About Bryan King
Right now, I'm at NaviStone building a brand-new SaaS product that helps Shopify merchants integrate digitally-powered direct mail into their marketing programs.
Previously, I worked with Intuit MailChimp to improve the human–AI relationship on the Creative Assistant team, and shipped the first analytics dashboard to their 14 million users.
I got my start at Flagstar Bank, working in a role that'd now be called 'Design Engineer'. I managed the technical side of a responsive redesign, implemented cutting-edge (at the time) component-driven architecture, resolved ADA compliance lawsuits, and built out custom CMS tooling to help content authors manage thousands of pages on the bank's customer-facing website.
While in school, I studied Management Information Systems, so naturally I've got a knack for discovering business requirements, decomposing the project into parts and sequencing those parts to maximize value delivered to users. My studies left me with a penchant for Agile methodologies, and I'm often the most vocal voice in a given room when it comes to the project's plan.
In my down time at school, I taught myself to code, knowing that mastery of the medium would make me more valuable to any team. Starting with HTML, CSS, and JavaScript, I dove deep into how the web actually works. Being able to mock up UI directly in the browser accelerated the design process and de-risked my projects in ways that static comps never could. Early in my career, I leaned heavily into CSS, learning state-of-the-art techniques that you can still see in my early work on CodePen. This technical foundation became the bridge between understanding business requirements and delivering solutions that actually work.
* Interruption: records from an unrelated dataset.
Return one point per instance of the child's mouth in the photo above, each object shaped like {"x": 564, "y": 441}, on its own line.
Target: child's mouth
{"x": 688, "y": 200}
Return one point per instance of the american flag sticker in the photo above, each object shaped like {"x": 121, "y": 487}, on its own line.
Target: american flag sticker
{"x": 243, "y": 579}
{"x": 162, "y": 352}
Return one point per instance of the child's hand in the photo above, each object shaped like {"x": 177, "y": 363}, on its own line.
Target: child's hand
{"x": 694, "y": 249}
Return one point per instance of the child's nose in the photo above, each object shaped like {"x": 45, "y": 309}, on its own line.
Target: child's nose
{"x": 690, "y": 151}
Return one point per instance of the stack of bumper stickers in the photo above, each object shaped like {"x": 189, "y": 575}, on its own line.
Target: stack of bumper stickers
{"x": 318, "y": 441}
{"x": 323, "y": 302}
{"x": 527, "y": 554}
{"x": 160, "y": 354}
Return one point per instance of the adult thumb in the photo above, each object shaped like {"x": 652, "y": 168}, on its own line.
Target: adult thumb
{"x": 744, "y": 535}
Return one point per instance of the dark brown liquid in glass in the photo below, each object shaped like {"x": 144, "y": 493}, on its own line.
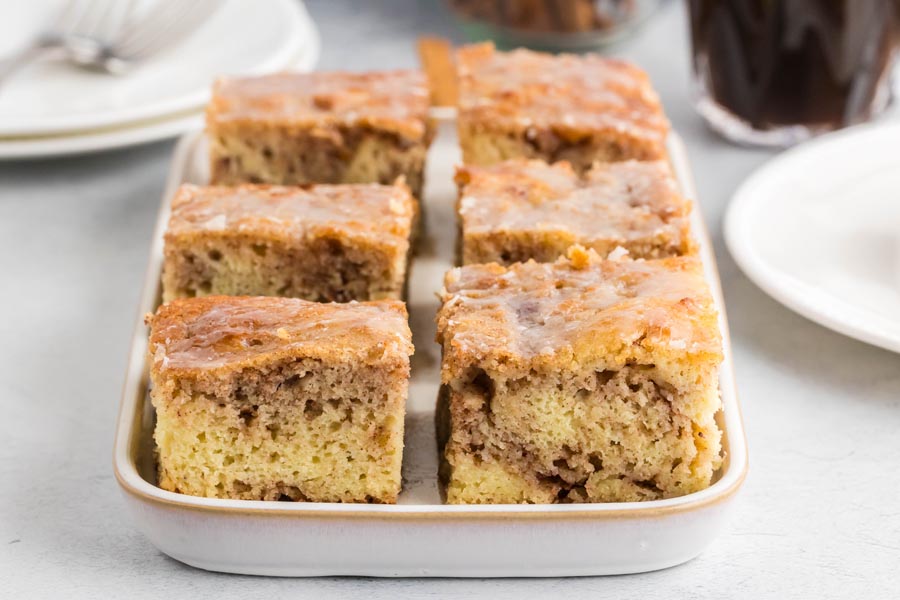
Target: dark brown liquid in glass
{"x": 775, "y": 63}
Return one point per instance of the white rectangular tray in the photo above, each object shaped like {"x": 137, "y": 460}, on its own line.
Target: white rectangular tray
{"x": 419, "y": 536}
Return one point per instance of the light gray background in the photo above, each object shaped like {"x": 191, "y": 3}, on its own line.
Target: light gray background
{"x": 818, "y": 516}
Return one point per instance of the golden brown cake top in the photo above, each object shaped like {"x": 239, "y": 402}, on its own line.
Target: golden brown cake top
{"x": 621, "y": 201}
{"x": 230, "y": 333}
{"x": 383, "y": 213}
{"x": 571, "y": 94}
{"x": 580, "y": 310}
{"x": 394, "y": 101}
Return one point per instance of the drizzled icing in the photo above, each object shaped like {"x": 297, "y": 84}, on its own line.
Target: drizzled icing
{"x": 567, "y": 93}
{"x": 622, "y": 202}
{"x": 575, "y": 309}
{"x": 395, "y": 101}
{"x": 381, "y": 212}
{"x": 230, "y": 332}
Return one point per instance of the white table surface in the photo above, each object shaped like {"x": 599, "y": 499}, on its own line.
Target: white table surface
{"x": 819, "y": 514}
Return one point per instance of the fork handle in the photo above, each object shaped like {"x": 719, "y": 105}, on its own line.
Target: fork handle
{"x": 39, "y": 48}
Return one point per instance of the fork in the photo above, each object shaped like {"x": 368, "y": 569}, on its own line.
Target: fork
{"x": 106, "y": 36}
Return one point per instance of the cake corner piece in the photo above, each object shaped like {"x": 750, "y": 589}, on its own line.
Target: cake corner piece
{"x": 320, "y": 127}
{"x": 584, "y": 380}
{"x": 317, "y": 242}
{"x": 582, "y": 109}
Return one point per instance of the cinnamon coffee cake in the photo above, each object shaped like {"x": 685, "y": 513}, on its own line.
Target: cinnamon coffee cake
{"x": 583, "y": 380}
{"x": 280, "y": 399}
{"x": 321, "y": 242}
{"x": 582, "y": 109}
{"x": 322, "y": 127}
{"x": 521, "y": 209}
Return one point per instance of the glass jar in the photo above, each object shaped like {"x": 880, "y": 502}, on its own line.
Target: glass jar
{"x": 776, "y": 72}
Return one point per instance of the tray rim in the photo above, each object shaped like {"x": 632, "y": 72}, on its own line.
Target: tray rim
{"x": 125, "y": 441}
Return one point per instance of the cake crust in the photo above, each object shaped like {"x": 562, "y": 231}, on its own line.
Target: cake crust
{"x": 393, "y": 101}
{"x": 318, "y": 242}
{"x": 320, "y": 127}
{"x": 280, "y": 398}
{"x": 510, "y": 320}
{"x": 584, "y": 380}
{"x": 522, "y": 209}
{"x": 215, "y": 335}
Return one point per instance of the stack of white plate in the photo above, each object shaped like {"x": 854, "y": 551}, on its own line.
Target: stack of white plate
{"x": 53, "y": 109}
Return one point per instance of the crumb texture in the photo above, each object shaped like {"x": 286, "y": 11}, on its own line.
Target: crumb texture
{"x": 321, "y": 243}
{"x": 581, "y": 109}
{"x": 280, "y": 399}
{"x": 527, "y": 209}
{"x": 324, "y": 127}
{"x": 579, "y": 381}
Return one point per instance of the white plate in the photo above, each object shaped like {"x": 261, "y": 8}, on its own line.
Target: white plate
{"x": 818, "y": 229}
{"x": 240, "y": 38}
{"x": 419, "y": 536}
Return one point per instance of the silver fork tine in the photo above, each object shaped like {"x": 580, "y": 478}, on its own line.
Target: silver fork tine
{"x": 172, "y": 22}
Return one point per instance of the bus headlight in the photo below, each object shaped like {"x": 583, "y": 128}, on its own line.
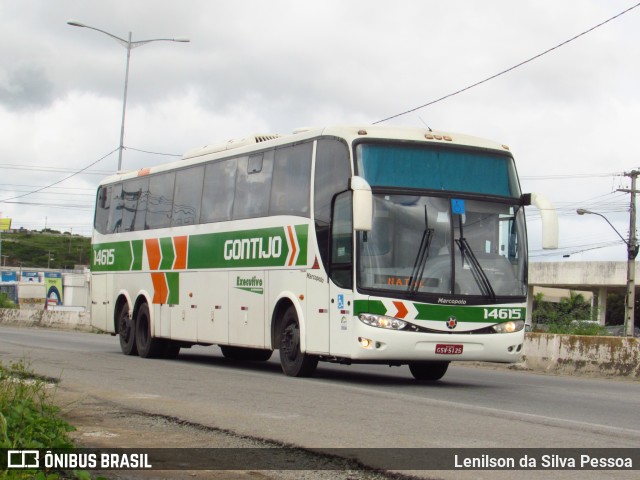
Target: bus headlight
{"x": 382, "y": 321}
{"x": 509, "y": 327}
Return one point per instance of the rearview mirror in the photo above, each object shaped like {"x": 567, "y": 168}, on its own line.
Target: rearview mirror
{"x": 362, "y": 204}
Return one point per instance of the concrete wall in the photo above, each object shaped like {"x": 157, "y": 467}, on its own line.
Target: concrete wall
{"x": 548, "y": 353}
{"x": 36, "y": 317}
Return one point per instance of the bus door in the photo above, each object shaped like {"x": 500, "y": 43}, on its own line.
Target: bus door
{"x": 100, "y": 301}
{"x": 341, "y": 276}
{"x": 246, "y": 308}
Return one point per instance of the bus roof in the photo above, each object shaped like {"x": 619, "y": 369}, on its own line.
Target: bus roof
{"x": 251, "y": 143}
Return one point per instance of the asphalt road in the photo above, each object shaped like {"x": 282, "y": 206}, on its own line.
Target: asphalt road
{"x": 347, "y": 406}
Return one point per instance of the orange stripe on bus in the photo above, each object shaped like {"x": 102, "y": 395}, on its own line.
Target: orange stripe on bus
{"x": 153, "y": 253}
{"x": 160, "y": 289}
{"x": 293, "y": 245}
{"x": 180, "y": 244}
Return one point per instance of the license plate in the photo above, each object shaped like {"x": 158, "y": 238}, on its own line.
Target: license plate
{"x": 444, "y": 349}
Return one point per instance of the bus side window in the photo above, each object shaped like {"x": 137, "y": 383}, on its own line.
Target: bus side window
{"x": 117, "y": 207}
{"x": 187, "y": 196}
{"x": 342, "y": 241}
{"x": 135, "y": 195}
{"x": 291, "y": 180}
{"x": 102, "y": 209}
{"x": 332, "y": 172}
{"x": 253, "y": 186}
{"x": 218, "y": 191}
{"x": 160, "y": 203}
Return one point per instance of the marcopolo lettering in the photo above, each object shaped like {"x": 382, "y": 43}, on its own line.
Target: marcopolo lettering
{"x": 253, "y": 248}
{"x": 248, "y": 282}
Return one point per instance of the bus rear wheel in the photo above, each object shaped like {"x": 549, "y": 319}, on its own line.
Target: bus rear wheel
{"x": 126, "y": 331}
{"x": 428, "y": 371}
{"x": 294, "y": 362}
{"x": 148, "y": 347}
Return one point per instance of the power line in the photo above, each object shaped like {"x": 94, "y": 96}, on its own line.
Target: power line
{"x": 6, "y": 200}
{"x": 40, "y": 168}
{"x": 153, "y": 153}
{"x": 531, "y": 59}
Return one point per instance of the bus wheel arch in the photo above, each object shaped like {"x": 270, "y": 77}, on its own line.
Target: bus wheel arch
{"x": 294, "y": 362}
{"x": 124, "y": 326}
{"x": 146, "y": 344}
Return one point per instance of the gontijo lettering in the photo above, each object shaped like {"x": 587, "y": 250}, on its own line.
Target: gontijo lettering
{"x": 253, "y": 248}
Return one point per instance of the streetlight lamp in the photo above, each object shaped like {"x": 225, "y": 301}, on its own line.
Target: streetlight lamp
{"x": 632, "y": 253}
{"x": 129, "y": 45}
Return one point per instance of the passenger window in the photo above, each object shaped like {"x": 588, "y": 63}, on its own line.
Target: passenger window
{"x": 218, "y": 191}
{"x": 253, "y": 188}
{"x": 187, "y": 196}
{"x": 160, "y": 203}
{"x": 291, "y": 180}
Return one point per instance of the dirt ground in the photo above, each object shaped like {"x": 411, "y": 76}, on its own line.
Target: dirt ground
{"x": 105, "y": 424}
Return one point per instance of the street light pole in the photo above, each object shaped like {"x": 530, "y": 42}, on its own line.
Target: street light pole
{"x": 632, "y": 252}
{"x": 128, "y": 44}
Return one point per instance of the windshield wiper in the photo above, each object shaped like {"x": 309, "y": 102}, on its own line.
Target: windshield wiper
{"x": 476, "y": 269}
{"x": 421, "y": 259}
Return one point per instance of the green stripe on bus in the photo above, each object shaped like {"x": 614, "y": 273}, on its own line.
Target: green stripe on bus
{"x": 302, "y": 232}
{"x": 173, "y": 282}
{"x": 168, "y": 254}
{"x": 484, "y": 314}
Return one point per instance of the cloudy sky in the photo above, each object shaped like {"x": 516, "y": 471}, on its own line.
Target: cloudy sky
{"x": 269, "y": 66}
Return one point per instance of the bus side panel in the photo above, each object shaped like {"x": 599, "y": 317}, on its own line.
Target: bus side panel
{"x": 100, "y": 302}
{"x": 212, "y": 294}
{"x": 317, "y": 319}
{"x": 247, "y": 308}
{"x": 184, "y": 315}
{"x": 291, "y": 284}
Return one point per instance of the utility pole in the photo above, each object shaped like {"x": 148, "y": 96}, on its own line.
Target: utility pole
{"x": 632, "y": 252}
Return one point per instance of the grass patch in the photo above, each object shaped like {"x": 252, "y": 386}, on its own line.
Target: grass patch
{"x": 29, "y": 419}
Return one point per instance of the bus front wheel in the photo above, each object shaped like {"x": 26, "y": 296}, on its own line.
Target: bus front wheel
{"x": 148, "y": 347}
{"x": 127, "y": 331}
{"x": 294, "y": 362}
{"x": 428, "y": 371}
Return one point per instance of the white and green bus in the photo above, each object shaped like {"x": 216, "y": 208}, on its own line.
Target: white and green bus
{"x": 396, "y": 246}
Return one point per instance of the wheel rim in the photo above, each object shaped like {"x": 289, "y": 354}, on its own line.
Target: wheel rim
{"x": 124, "y": 327}
{"x": 291, "y": 341}
{"x": 143, "y": 329}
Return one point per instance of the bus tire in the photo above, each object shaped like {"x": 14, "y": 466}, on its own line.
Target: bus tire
{"x": 148, "y": 347}
{"x": 294, "y": 362}
{"x": 126, "y": 331}
{"x": 246, "y": 354}
{"x": 428, "y": 371}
Naturally forays into creative coding on the web got me thinking more and more about design. I dove into typography and grid systems, and was heavily inspired by the 20th century masters of graphic design. More and more, I found myself having strong opinions on the visual components of the product.
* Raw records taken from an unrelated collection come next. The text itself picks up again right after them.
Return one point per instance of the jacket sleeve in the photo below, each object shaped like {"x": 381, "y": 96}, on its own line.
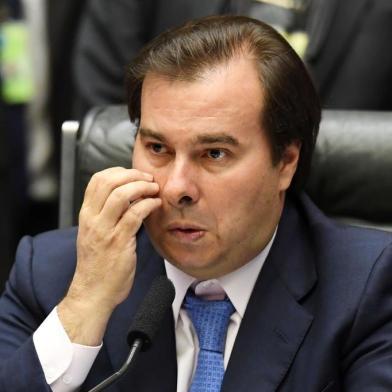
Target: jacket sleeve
{"x": 20, "y": 316}
{"x": 367, "y": 356}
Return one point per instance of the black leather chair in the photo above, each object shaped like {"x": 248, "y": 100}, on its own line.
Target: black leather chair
{"x": 351, "y": 177}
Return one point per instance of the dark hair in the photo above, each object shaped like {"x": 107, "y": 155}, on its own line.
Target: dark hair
{"x": 291, "y": 109}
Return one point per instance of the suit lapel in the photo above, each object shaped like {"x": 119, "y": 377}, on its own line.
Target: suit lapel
{"x": 332, "y": 27}
{"x": 150, "y": 372}
{"x": 274, "y": 324}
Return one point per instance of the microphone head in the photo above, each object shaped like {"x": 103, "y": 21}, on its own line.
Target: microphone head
{"x": 151, "y": 311}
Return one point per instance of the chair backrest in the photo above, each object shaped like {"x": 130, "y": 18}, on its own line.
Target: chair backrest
{"x": 351, "y": 176}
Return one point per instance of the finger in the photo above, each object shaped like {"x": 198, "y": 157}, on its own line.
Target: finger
{"x": 104, "y": 182}
{"x": 120, "y": 199}
{"x": 133, "y": 218}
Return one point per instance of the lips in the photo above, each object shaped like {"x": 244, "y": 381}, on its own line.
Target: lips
{"x": 186, "y": 231}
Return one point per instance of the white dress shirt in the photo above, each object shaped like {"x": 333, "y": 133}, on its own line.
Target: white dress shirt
{"x": 66, "y": 364}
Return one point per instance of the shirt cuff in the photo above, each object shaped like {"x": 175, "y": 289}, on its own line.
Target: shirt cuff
{"x": 65, "y": 364}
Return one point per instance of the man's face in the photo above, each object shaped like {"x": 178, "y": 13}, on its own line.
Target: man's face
{"x": 222, "y": 196}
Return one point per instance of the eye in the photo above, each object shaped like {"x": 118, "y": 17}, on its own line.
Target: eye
{"x": 157, "y": 148}
{"x": 216, "y": 154}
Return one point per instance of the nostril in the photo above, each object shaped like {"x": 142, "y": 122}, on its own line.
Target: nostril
{"x": 185, "y": 200}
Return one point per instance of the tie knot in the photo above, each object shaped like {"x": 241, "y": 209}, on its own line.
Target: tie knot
{"x": 210, "y": 319}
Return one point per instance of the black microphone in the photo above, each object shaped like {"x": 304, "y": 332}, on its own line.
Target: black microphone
{"x": 145, "y": 324}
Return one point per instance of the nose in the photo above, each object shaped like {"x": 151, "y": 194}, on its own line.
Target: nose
{"x": 180, "y": 188}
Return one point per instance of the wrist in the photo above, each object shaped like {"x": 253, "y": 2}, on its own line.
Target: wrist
{"x": 83, "y": 320}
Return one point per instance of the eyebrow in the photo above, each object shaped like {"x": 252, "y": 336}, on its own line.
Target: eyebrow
{"x": 220, "y": 138}
{"x": 144, "y": 132}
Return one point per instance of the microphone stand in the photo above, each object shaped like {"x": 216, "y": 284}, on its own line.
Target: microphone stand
{"x": 135, "y": 348}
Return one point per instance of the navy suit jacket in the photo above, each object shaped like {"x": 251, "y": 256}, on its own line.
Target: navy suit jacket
{"x": 319, "y": 318}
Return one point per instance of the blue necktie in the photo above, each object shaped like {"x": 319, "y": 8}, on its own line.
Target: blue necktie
{"x": 210, "y": 319}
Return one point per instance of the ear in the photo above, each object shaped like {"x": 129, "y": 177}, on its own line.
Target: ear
{"x": 288, "y": 164}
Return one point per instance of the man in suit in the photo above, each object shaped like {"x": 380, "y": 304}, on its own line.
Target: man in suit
{"x": 228, "y": 119}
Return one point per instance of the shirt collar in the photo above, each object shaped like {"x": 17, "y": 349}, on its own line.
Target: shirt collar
{"x": 238, "y": 284}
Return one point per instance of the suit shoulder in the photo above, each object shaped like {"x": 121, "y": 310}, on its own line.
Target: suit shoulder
{"x": 46, "y": 263}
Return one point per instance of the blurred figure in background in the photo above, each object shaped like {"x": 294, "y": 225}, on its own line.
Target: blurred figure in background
{"x": 345, "y": 44}
{"x": 37, "y": 38}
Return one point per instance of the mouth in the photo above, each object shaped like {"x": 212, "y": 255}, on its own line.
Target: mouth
{"x": 185, "y": 232}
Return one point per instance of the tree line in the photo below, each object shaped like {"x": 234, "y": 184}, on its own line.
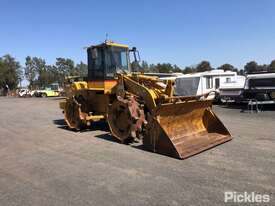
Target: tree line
{"x": 250, "y": 67}
{"x": 40, "y": 74}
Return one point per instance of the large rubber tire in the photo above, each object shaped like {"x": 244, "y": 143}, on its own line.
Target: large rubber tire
{"x": 71, "y": 112}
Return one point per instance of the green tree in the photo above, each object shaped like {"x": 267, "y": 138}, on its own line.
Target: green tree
{"x": 10, "y": 71}
{"x": 203, "y": 66}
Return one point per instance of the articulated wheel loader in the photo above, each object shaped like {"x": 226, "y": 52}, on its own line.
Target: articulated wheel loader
{"x": 140, "y": 107}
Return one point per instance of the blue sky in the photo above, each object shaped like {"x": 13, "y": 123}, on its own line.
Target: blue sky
{"x": 181, "y": 32}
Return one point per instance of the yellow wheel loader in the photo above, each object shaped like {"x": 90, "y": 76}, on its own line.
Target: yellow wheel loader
{"x": 140, "y": 107}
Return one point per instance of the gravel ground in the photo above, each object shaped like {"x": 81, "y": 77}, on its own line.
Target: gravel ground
{"x": 44, "y": 163}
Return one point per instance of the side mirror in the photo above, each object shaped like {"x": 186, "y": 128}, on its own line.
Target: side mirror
{"x": 94, "y": 53}
{"x": 136, "y": 54}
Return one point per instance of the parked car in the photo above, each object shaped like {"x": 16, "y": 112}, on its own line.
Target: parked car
{"x": 23, "y": 92}
{"x": 52, "y": 90}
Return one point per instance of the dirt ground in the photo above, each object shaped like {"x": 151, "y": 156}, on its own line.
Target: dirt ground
{"x": 44, "y": 163}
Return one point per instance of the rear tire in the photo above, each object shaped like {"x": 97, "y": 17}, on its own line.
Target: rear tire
{"x": 43, "y": 95}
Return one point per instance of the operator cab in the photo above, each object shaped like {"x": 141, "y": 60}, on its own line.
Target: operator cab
{"x": 107, "y": 59}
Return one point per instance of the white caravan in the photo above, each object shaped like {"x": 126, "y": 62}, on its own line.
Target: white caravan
{"x": 260, "y": 87}
{"x": 233, "y": 91}
{"x": 203, "y": 82}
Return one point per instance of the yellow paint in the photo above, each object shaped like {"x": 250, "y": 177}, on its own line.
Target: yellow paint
{"x": 106, "y": 85}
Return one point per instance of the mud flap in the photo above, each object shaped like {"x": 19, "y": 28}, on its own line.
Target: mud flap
{"x": 184, "y": 129}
Together with my business analyst training and my front-end engineering skills, my design sensibilities meant that I could run the product process from start to finish all by myself. I love taking projects from hello world
to a fully-functioning product.
In 2021, I completed Mark Ritson's MiniMBA in Marketing, which fundamentally changed how I think about the discipline. While the tech world obsesses over "growth marketing," I learned that real marketing is so much more than integrated comms—it's about understanding markets, building strategy, and creating value. This broader perspective helps me ask better questions when building products: Who are we really serving? What job are they hiring us to do? How do we measure what actually matters?
These days, I'm leaning into more structured approaches to product development. User story mapping, Jobs to Be Done, Shape Up—frameworks I once dismissed as procedural overhead now feel essential for turning ambition into shipped features. Give me a north star metric and I'll figure out how to move it in the right direction.